The version you'll write in production. First-error, sibling cancellation, context propagation. Every property covered. Roughly the same length as the WaitGroup version, but every property is better.

The progression is the point: as you move down the list, more structure is captured in the library and less in your code. The bottom version is the structured-concurrency version. The further you stray from it without a strong reason, the more bugs you're inviting.

27. One last warning before the next page

A trap juniors fall into after reading about errgroup: using it everywhere, including places it doesn't belong. The clearest example is long-lived background work.

If a goroutine should run for the lifetime of the process (a flusher, a ticker-driven metric emitter, a connection pool keeper) then errgroup.Wait will block forever waiting for it. That is correct behaviour for errgroup, but it means the function that called it never returns.

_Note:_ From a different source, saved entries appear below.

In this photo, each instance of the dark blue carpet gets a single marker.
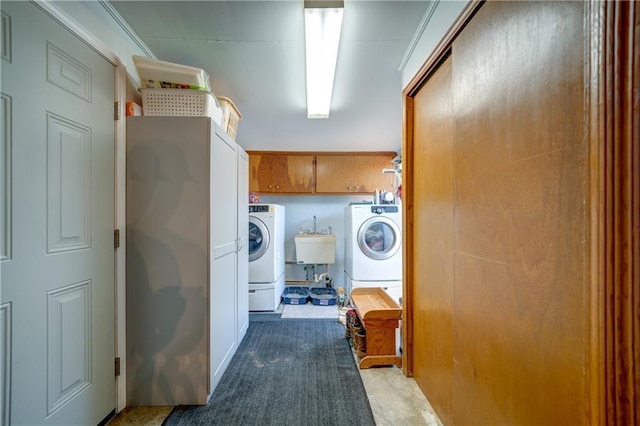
(286, 372)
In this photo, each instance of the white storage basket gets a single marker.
(181, 102)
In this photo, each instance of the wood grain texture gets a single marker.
(621, 221)
(501, 297)
(520, 220)
(432, 251)
(281, 173)
(357, 173)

For daemons, use a Start/Stop pattern with a private WaitGroup and a context.CancelFunc. The Middle and Professional pages cover this.

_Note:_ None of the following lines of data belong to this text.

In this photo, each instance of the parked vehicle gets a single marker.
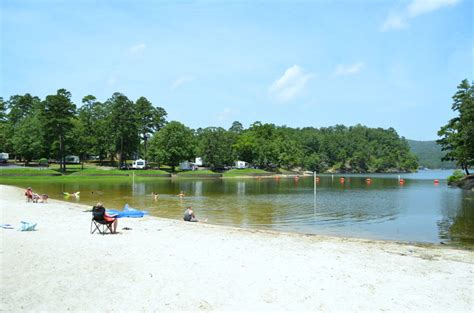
(3, 157)
(72, 159)
(188, 166)
(241, 164)
(139, 164)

Rule of thumb: errgroup is for request-scoped, fan-out work that has a clear end. Daemons need their own lifecycle.

Now go read Middle — it's the same ideas at higher resolution, and it'll make a lot more sense after you've internalised the basics here.

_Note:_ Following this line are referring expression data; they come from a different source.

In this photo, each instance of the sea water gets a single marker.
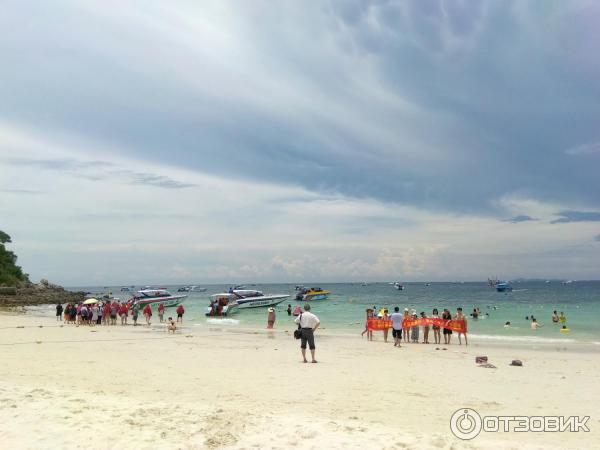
(344, 310)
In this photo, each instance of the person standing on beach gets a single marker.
(425, 329)
(123, 313)
(405, 329)
(366, 330)
(414, 330)
(436, 328)
(147, 311)
(161, 311)
(461, 316)
(271, 318)
(180, 312)
(562, 318)
(308, 324)
(396, 319)
(134, 313)
(447, 332)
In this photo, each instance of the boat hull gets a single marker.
(313, 297)
(169, 302)
(260, 302)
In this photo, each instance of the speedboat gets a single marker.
(152, 296)
(312, 294)
(250, 298)
(241, 299)
(503, 286)
(222, 305)
(191, 289)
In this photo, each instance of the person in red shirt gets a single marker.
(123, 313)
(180, 311)
(147, 311)
(106, 313)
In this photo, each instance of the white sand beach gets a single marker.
(220, 387)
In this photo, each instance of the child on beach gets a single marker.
(171, 325)
(461, 316)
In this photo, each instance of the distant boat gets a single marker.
(312, 294)
(152, 296)
(227, 303)
(503, 286)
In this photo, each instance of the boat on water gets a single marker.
(222, 305)
(227, 303)
(503, 286)
(152, 296)
(314, 293)
(191, 289)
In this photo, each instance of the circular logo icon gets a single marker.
(465, 424)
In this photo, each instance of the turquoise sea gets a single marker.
(345, 308)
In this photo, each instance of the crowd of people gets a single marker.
(109, 312)
(411, 334)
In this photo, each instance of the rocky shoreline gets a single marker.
(41, 293)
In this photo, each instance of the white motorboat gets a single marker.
(236, 299)
(155, 296)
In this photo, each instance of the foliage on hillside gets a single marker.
(10, 273)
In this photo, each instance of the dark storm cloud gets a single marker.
(446, 105)
(577, 216)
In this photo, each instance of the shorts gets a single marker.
(307, 336)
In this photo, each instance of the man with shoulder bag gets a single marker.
(307, 324)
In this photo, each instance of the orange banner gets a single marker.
(460, 326)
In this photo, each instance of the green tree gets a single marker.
(10, 273)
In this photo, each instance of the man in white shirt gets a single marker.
(308, 324)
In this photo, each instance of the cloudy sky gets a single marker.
(228, 141)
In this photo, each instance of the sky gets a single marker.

28. A tiny code review exercise

Below are five short snippets. For each, identify what is wrong (or right) about its concurrency. Don't read past each snippet until you've formed an opinion.

28.1

func handler(w http.ResponseWriter, r *http.Request) {
    go logEvent(r)
    w.Write([]byte("ok"))
}

Wrong. logEvent runs in a goroutine the handler does not own. If logEvent blocks (e.g. on a slow network), the goroutine leaks. The handler "succeeds" while the logging is potentially still pending. In production library code, even logging should be supervised.

28.2

func fetchAll(ctx context.Context, urls []string) error {
    g, gctx := errgroup.WithContext(ctx)
    for _, u := range urls {
        g.Go(func() error { return fetch(gctx, u) })
    }
    return g.Wait()
}

Wrong if compiled with Go < 1.22. u is captured by reference; every goroutine sees the last URL. Add u := u inside the loop. On Go 1.22+ this is fine.

28.3

func fetchTwo(ctx context.Context) (A, B, error) {
    var (
        g errgroup.Group
        a A
        b B
    )
    g.Go(func() error { var err error; a, err = getA(ctx); return err })
    g.Go(func() error { var err error; b, err = getB(ctx); return err })
    if err := g.Wait(); err != nil { return A{}, B{}, err }
    return a, b, nil
}

Mostly right, but missing sibling cancellation: if getA fails, getB keeps running. Should be g, gctx := errgroup.WithContext(ctx) and pass gctx to both children.

28.4

func runOnce() {
    var g errgroup.Group
    g.Go(func() error {
        time.Sleep(10 * time.Second)
        return nil
    })
    g.Go(func() error { return doWork() })
    _ = g.Wait()
}

Right but possibly slow: g.Wait will block at least 10 seconds because the first goroutine sleeps that long. If doWork is the actual point and the sleep is artificial, you've coupled the function's latency to an unrelated delay. Worth a comment.

28.5

func main() {
    g, gctx := errgroup.WithContext(context.Background())
    g.Go(func() error {
        for range time.Tick(time.Second) {
            select {
            case <-gctx.Done(): return nil
            default: flush()
            }
        }
        return nil
    })
    g.Go(func() error { return runServer(gctx) })
    log.Fatal(g.Wait())
}

Right for a main that wants to terminate the entire program if either the flusher or the server fails. Both children share gctx, so a fatal server error cancels the flusher and Wait returns. This is one of the few places mixing a daemon-shaped goroutine with a request-life goroutine inside errgroup is OK — because the process itself is the scope.

Working through these five gives you the basic vocabulary for code-review. Now you're really ready for the Middle page.